Maiko Maya King’s lawsuit, filed in June 2014 in Los Angeles Superior Court, alleges she was fired when she complained.
She says they were involved in a romantic relationship from 2005 to 2011, during which Sterling lobbed a “steady stream of racially and sexually offensive comments” at her.
Sterling’s proposed countersuit alleges that she took a portrait of him and other property without his permission, according to court papers filed Wednesday by the real estate mogul’s attorneys.
King alleges that Sterling made sexual demands and withheld wages when she refused. She also accuses him of uttering racial epithets against her former husband, who is black, and their children.
Her lawsuit quotes Sterling as asking her, “How could you be married to a black man? I want to take you out of the black world and put you into the white world.”
In their court papers, attorneys for Sterling allege that King is “a younger woman attempting to fleece an 81-year-old man.”

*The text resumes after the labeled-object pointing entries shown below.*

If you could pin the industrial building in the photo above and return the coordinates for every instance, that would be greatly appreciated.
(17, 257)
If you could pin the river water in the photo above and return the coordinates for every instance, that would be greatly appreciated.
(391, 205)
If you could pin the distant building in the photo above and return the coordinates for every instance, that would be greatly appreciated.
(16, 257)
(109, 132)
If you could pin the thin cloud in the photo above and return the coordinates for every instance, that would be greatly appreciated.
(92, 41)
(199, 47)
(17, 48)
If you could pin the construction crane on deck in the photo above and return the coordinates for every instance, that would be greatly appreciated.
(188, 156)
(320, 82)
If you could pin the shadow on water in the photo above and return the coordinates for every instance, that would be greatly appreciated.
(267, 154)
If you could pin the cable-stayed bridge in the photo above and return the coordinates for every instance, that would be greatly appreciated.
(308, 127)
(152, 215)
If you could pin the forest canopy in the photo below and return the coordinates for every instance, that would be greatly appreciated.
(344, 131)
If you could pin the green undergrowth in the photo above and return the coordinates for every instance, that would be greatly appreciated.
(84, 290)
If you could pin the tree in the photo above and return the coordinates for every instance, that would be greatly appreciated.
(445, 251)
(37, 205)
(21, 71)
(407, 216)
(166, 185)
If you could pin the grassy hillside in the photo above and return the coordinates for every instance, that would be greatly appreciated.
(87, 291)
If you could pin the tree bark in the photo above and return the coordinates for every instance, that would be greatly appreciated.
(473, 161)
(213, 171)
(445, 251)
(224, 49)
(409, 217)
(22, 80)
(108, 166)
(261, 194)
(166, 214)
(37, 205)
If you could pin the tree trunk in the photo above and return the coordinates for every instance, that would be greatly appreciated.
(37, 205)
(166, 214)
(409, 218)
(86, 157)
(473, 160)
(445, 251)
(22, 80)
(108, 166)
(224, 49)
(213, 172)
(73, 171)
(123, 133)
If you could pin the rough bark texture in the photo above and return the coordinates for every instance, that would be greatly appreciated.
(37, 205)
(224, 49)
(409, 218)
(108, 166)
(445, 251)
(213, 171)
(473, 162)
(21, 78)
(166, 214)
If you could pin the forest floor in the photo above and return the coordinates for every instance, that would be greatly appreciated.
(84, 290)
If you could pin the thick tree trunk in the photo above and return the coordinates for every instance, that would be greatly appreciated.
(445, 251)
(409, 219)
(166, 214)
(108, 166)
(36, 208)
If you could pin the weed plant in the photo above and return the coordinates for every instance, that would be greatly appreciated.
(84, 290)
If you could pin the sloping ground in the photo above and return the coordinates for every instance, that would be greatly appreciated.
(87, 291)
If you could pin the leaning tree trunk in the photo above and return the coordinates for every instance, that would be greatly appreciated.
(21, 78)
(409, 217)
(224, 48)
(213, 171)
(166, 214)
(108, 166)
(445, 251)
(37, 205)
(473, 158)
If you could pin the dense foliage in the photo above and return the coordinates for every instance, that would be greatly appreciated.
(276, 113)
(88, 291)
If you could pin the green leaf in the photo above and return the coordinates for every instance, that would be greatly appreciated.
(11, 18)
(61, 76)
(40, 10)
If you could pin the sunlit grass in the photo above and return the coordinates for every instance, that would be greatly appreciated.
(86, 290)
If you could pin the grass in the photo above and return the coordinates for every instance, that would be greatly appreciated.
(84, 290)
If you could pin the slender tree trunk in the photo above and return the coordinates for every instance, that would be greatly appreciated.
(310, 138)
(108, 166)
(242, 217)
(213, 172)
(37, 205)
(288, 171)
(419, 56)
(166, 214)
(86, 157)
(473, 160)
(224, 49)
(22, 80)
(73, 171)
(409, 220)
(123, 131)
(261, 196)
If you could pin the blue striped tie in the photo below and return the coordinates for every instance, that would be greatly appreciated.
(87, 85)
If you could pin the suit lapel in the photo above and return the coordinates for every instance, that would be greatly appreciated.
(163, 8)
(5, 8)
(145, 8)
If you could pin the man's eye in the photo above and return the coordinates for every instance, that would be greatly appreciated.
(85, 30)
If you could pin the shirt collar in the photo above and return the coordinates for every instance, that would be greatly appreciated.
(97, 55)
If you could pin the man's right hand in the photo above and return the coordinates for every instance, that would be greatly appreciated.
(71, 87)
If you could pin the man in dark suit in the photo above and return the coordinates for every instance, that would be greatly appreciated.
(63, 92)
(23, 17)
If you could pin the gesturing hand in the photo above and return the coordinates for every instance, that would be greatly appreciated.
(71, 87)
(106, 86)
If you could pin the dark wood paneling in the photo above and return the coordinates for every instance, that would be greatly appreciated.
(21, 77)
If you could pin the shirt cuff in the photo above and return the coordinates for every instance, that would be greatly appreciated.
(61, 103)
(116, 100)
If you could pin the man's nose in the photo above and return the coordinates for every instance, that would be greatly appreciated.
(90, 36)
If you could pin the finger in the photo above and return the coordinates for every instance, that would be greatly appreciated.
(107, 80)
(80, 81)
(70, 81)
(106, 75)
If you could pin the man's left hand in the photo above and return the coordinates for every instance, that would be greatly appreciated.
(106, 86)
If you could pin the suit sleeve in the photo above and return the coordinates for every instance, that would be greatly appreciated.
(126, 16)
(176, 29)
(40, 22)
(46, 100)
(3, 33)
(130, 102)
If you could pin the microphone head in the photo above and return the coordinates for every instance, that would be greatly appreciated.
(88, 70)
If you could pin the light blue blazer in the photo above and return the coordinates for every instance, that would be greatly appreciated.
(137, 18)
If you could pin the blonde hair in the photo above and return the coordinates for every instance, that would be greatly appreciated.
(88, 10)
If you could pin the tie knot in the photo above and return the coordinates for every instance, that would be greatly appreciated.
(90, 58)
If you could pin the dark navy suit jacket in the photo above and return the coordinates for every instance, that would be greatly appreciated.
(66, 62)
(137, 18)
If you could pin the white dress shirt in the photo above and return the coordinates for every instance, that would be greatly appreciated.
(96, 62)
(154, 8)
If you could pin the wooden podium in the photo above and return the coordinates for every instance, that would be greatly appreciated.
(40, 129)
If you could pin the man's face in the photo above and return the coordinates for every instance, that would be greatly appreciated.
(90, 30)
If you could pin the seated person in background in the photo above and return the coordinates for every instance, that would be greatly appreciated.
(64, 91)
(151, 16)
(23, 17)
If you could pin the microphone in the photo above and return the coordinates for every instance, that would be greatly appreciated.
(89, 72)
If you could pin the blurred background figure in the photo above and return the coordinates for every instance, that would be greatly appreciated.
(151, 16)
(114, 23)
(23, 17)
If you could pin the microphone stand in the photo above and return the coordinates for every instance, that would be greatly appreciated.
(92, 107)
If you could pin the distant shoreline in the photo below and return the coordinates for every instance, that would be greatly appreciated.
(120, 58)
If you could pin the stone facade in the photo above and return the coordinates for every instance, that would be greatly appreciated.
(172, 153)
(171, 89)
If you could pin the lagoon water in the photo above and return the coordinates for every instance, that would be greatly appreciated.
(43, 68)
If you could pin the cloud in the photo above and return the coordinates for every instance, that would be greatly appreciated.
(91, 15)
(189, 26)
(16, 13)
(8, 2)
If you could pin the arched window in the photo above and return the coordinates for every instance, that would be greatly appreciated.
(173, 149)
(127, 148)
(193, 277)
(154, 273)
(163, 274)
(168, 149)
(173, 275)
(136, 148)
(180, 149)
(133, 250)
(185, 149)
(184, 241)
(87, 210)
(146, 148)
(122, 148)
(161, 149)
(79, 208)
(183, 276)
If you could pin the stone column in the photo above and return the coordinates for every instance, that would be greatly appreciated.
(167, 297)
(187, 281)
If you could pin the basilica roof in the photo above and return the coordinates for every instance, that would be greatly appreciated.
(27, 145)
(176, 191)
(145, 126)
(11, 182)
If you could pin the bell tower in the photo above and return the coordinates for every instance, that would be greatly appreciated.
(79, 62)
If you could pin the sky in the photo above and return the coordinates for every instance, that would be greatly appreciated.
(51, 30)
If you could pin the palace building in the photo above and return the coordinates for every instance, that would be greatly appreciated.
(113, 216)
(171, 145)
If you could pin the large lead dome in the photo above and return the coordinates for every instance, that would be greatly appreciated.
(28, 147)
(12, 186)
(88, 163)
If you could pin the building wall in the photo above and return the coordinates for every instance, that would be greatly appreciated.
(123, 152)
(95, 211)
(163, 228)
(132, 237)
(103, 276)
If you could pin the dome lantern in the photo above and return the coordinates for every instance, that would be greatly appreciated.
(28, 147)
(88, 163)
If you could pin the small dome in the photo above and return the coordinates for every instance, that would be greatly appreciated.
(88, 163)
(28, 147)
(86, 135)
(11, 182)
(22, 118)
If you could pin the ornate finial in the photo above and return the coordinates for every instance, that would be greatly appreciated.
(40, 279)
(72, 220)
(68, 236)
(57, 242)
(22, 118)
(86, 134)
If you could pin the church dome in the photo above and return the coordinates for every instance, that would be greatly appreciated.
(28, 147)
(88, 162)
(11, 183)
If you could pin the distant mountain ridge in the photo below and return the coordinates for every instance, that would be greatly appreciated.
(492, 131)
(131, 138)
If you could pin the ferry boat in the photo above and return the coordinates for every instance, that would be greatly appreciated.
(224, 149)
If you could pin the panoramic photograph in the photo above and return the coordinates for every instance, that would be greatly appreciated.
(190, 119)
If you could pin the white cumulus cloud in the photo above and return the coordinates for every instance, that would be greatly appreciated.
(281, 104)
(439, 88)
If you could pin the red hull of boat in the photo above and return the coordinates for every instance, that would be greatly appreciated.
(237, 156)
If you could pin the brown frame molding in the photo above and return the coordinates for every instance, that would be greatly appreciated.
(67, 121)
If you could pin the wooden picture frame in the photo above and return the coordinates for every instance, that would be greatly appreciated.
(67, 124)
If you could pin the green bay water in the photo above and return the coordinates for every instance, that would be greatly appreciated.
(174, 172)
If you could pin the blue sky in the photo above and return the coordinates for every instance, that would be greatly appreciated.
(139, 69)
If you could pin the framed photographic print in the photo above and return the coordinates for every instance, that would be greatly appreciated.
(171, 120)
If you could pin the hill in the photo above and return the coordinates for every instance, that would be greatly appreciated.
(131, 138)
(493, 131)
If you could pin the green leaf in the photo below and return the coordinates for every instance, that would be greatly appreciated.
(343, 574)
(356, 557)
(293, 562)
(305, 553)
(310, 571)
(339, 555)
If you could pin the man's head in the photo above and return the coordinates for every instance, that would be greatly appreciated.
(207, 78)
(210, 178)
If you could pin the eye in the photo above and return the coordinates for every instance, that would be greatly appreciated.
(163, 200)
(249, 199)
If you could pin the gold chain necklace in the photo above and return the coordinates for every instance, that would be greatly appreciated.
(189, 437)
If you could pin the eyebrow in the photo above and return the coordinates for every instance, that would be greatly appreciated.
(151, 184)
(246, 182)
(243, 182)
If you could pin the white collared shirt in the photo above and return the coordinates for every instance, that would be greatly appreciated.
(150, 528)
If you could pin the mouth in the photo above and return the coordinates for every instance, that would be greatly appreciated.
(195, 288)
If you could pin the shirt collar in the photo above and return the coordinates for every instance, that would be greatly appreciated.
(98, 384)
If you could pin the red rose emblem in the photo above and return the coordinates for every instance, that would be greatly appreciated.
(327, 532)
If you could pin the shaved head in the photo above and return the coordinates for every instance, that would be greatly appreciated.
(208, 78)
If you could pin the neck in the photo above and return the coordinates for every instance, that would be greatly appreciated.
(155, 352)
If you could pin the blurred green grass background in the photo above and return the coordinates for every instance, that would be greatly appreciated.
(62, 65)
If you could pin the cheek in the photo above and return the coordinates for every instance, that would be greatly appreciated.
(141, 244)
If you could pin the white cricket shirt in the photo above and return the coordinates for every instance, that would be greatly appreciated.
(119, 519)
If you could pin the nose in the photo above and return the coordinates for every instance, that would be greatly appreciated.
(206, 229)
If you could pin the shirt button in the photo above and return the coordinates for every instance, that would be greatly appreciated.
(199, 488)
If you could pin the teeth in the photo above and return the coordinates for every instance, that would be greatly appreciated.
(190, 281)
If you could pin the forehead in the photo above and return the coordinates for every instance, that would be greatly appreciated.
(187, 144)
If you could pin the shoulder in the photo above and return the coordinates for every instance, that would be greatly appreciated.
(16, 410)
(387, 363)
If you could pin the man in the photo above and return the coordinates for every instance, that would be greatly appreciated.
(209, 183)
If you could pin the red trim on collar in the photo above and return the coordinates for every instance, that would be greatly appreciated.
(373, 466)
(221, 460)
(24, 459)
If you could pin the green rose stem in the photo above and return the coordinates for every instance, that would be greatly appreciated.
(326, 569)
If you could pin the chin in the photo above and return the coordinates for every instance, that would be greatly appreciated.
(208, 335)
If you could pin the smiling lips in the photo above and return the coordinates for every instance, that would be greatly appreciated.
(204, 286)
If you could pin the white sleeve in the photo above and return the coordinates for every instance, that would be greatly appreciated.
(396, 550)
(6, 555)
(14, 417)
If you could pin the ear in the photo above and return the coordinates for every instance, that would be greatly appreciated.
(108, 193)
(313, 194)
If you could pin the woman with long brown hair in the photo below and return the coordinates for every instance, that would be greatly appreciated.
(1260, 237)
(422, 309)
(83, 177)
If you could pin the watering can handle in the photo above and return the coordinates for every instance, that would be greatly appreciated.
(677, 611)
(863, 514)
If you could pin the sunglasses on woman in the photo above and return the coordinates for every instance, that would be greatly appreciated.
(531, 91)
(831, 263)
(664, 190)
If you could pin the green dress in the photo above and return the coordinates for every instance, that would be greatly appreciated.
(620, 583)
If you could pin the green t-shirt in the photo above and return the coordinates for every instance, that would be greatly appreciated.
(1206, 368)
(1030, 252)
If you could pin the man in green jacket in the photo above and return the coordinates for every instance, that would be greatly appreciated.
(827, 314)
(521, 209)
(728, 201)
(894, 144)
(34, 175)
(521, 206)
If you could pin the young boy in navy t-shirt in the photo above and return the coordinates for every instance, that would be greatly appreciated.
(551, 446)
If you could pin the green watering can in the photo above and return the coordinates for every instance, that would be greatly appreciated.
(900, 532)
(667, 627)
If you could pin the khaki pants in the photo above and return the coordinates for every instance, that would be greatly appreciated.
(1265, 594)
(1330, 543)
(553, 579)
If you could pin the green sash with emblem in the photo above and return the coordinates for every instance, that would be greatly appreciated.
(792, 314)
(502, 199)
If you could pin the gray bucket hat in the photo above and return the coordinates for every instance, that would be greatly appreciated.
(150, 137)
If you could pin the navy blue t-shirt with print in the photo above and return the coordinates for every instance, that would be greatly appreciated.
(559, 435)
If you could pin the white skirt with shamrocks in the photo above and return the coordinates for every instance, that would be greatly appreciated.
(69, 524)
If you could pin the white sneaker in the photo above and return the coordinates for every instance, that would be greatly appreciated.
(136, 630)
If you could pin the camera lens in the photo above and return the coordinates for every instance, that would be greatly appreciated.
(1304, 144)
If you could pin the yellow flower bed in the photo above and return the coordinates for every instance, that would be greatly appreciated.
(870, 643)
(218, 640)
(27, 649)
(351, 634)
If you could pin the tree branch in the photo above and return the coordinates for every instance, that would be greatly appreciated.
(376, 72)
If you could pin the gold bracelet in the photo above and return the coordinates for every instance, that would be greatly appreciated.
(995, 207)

The Sterling attorneys also deny in their court papers that King is a former employee of his corporation.
“She was never such and discovery propounded to her will show that,” the Sterling lawyers state in their court papers.
According to the proposed countersuit, Sterling and King were friends from 2005 until last year and that she had access to his home many times. In May 2014, she took the oil painting of Sterling worth $10,000, an envelope containing $10,000 cash and a $7,000 hearing aid without his permission, according to the tentative countersuit.
Sterling’s lawyers claim they asked King in February to return the painting, but she refused. Sterling also lent King $2,000 to pay her mortgage at her home, but she still owes $1,500, according to the proposed countersuit.
Sterling was banned for life by the National Basketball Association over racist remarks in a private conversation that were recorded secretly and leaked to the media last year. His wife, Shelly Sterling, later sold the team to former Microsoft Chairman Steve Ballmer for $2 billion.
A hearing on the Sterling countersuit motion is scheduled Oct. 21 before Judge Suzanne Brugera.